Face à cette situation la résistance en Flandre contre cette déformation se déclenche lentement, à la suite de quoi la lutte d’émancipation et les querelles linguistiques prennent beaucoup de temps. Au total, il faudra plus d’un siècle avant que la prépondérance démographique en Flandre soit également traduite en influence politique. Un premier moment important est la promulgation de la Loi d’Egalité en 1898, qui reconnaît le néerlandais en tant que langue officielle et langue équivalente au français. Cependant, les conséquences pratiques restent limitées. La Wallonie reste unilingue français, la Flandre demeure bilingue. En Flandre et à Bruxelles, le français subsiste également en tant que langue de l’élite sociale. Il n’est possible nulle part en Flandre de suivre des études universitaires en néerlandais. Lors des premières décennies du 20e siècle, la lutte flamande concentre son attention sur la néerlandisation de l’université de l’Etat à Gand. Cette lutte est gagnée en 1930, mais il faudra jusqu’en 1968 pour que l’université flamande séculaire de Louvain devienne unilingue néerlandais.

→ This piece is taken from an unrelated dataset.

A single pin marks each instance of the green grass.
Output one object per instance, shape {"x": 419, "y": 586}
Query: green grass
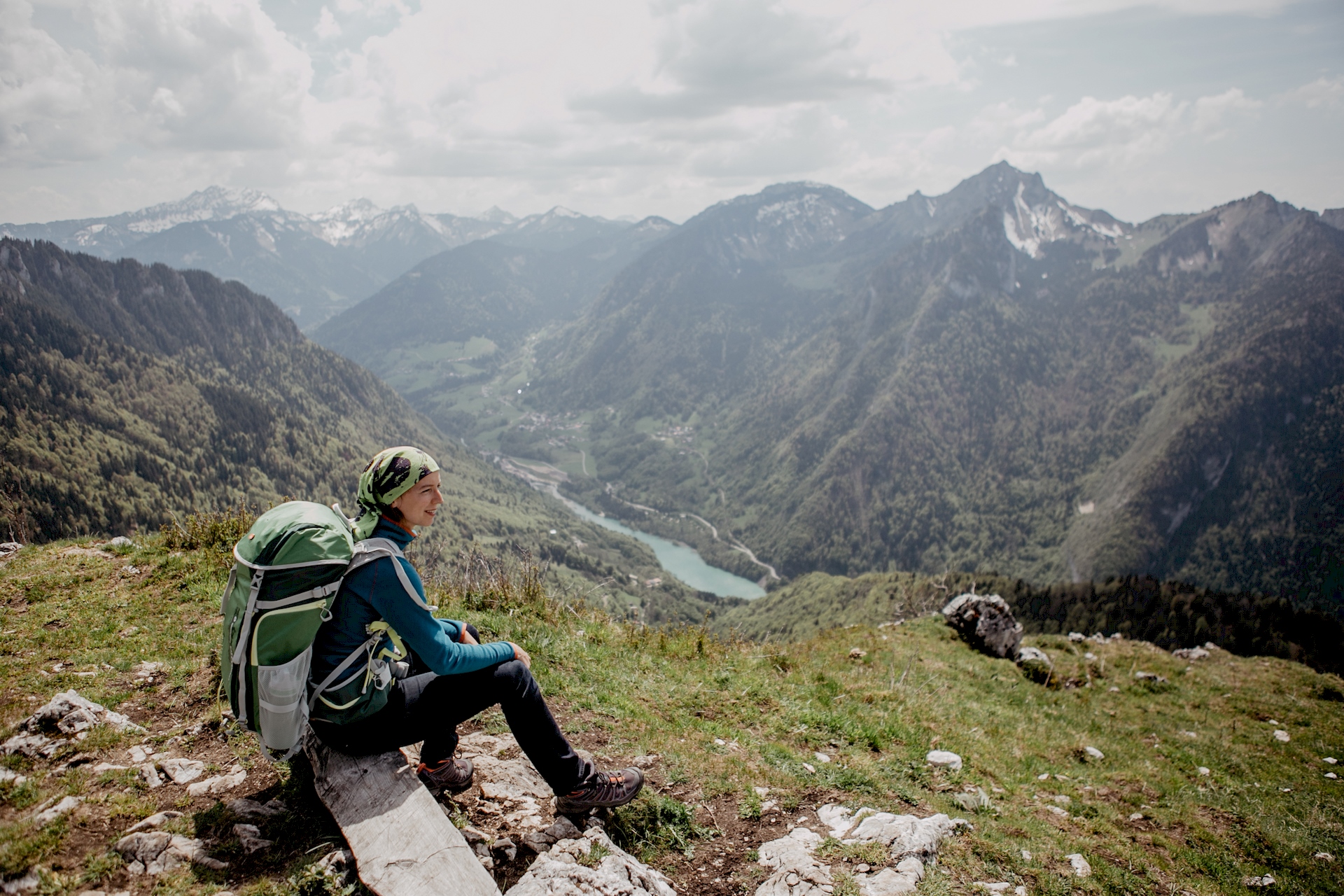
{"x": 680, "y": 691}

En 1921, la Belgique est divisée en deux régions unilingues - la Flandre et la Wallonie - et la région bilingue de Bruxelles. Dorénavant, la langue de la région doit correspondre à la langue administrative. L’élite politique du pays reconnaît donc que la Flandre possède bien une langue et une culture à part entière, quoique la bourgeoisie francophone se préserve également de nombreuses garanties en Flandre.
En 1932 est instauré le principe de la territorialité. La règle stipulant que ‘la langue régionale est la langue administrative’ s’applique désormais également en Flandre. Cependant, des mesures de transition subsistent pour les francophones. En outre, la frontière linguistique n’est toujours pas déterminée. Tous les dix ans, elle peut être modifiée en fonction des résultats des recensements linguistiques. Presque à chaque fois, ces modifications ont des conséquences au détriment des néerlandophones.
Finalement, la frontière linguistique en Belgique est fixée par loi le 8 novembre 1962. Cette décision est prise à une majorité démocratique de flamands et de francophones. Un an plus tard, la législation linguistique en matière d’affaires administratives est réformée en profondeur. Ce faisant, la notion de frontière linguistique est liée à la notion de région linguistique. C’est également à ce moment que la Belgique est divisée en quatre régions linguistiques: la région linguistique de langue néerlandaise, la région linguistique de langue française, la région linguistique de langue allemande et la région bilingue de Bruxelles-Capitale. Chaque commune belge fait sans ambiguïté partie d’une - et d’une seule - de ces quatre régions linguistiques.
En 1970, les régions linguistiques sont ancrées dans la Constitution. Cette décision est également prise à une majorité de flamands et de francophones. A ce moment, il est également décidé de la manière dont les frontières linguistiques et les régions linguistiques peuvent encore être modifiées à l’avenir. Cette décision a principalement pour but d’éviter que la frontière linguistique soit modifiée pour un rien, ce qui rendrait impossible la cohabitation des différentes communautés linguistiques en Belgique. En outre, cette décision veut empêcher qu’une seule communauté linguistique dispose du pouvoir pour retracer la frontière linguistique de sa propre initiative.